La tarde del pasado jueves, de nuevo fuego, de nuevo llamas. Una vez más, los restos de Las Gordillas eran pasto de los vándalos, de la decadencia en la que los han sumido sus propietarios y de la dejadez de las administraciones, últimos responsables de la salvaguarda del patrimonio histórico y cultural.

En este rincón ya hemos hablado antes de este asunto, concretamente en noviembre de 2012, cuando la denuncia de un particular alertó a las autoridades sobre nuevos desperfectos en el edificio. Hace un año, otro incendio devolvió los vetustos muros del convento a las primeras páginas de los medios. En aquel momento, todas las instituciones afirmaron sentirse preocupadas por lo sucedido y por la situación de los restos y pusieron en marcha, o eso dijeron, los lentos y pesados engranajes del Estado, ese Leviatán tullido y ojeroso, para asegurar su conservación. Casualmente, a principio de este mismo mes, el director general de Patrimonio de la Consejería de Cultura y Turismo de la Junta de Castilla y León anunciaba que la administración regional estaba preparada para intervenir en Las Gordillas, juez mediante, para asegurar su supervivencia y mejorar su seguridad. Apenas han pasado quince días. Casualmente. No hace falta glosar los antecedentes para concluir que la relación del patrimonio local con los vándalos y las casualidades es larga y desoladora.
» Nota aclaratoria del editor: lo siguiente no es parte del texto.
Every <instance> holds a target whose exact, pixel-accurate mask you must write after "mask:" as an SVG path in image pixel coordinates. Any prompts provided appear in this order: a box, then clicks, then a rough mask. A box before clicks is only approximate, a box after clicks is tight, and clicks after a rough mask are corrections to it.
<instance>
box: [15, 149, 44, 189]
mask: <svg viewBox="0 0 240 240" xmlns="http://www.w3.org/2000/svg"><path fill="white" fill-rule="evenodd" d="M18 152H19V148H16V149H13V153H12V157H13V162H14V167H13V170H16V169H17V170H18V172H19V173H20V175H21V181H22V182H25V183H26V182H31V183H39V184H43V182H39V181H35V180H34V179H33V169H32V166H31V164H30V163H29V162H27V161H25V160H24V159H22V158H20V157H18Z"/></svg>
Según el responsable de la Junta, las obras de consolidación de los restos aún en pie comenzarán durante el segundo trimestre del año próximo. Hasta entonces, me temo, nos tocará cruzar los dedos y confiar en que los hados nos sean propicios y alejen a los vándalos -y a los alanos- de los viejos muros. Tampoco estaría mal contar con la implicación del Ayuntamiento y de su Policía Local, pero igual nos sale más rentable y nos produce menos úlceras poner un par de velas en la Ermita de Sonsoles.

Izquierda Unida ha solicitado a la Junta, como hicimos aquí hace dos años, que expropie el Convento para asegurar su protección. La intervención de la Junta para consolidar los restos es necesaria y urgente, pero tras años de incumplir sus obligaciones es perentorio que los titulares del bien sean desposeídos de él. Este sería solo un primer paso pues, tras la consolidación y la expropiación del bien, sería necesario encontrarle un uso conveniente. De todas formas, si los acontecimientos siguen desarrollándose al ritmo actual, igual tenemos un par de décadas para pensarlo. Eso si el edifico no se cae antes, claro.

 

One Response to Otra vez Las Gordillas

  1. Carlos Ávila says:

    …Eso si el edificio no se cae antes. No se puede explicar mejor ni más claramente.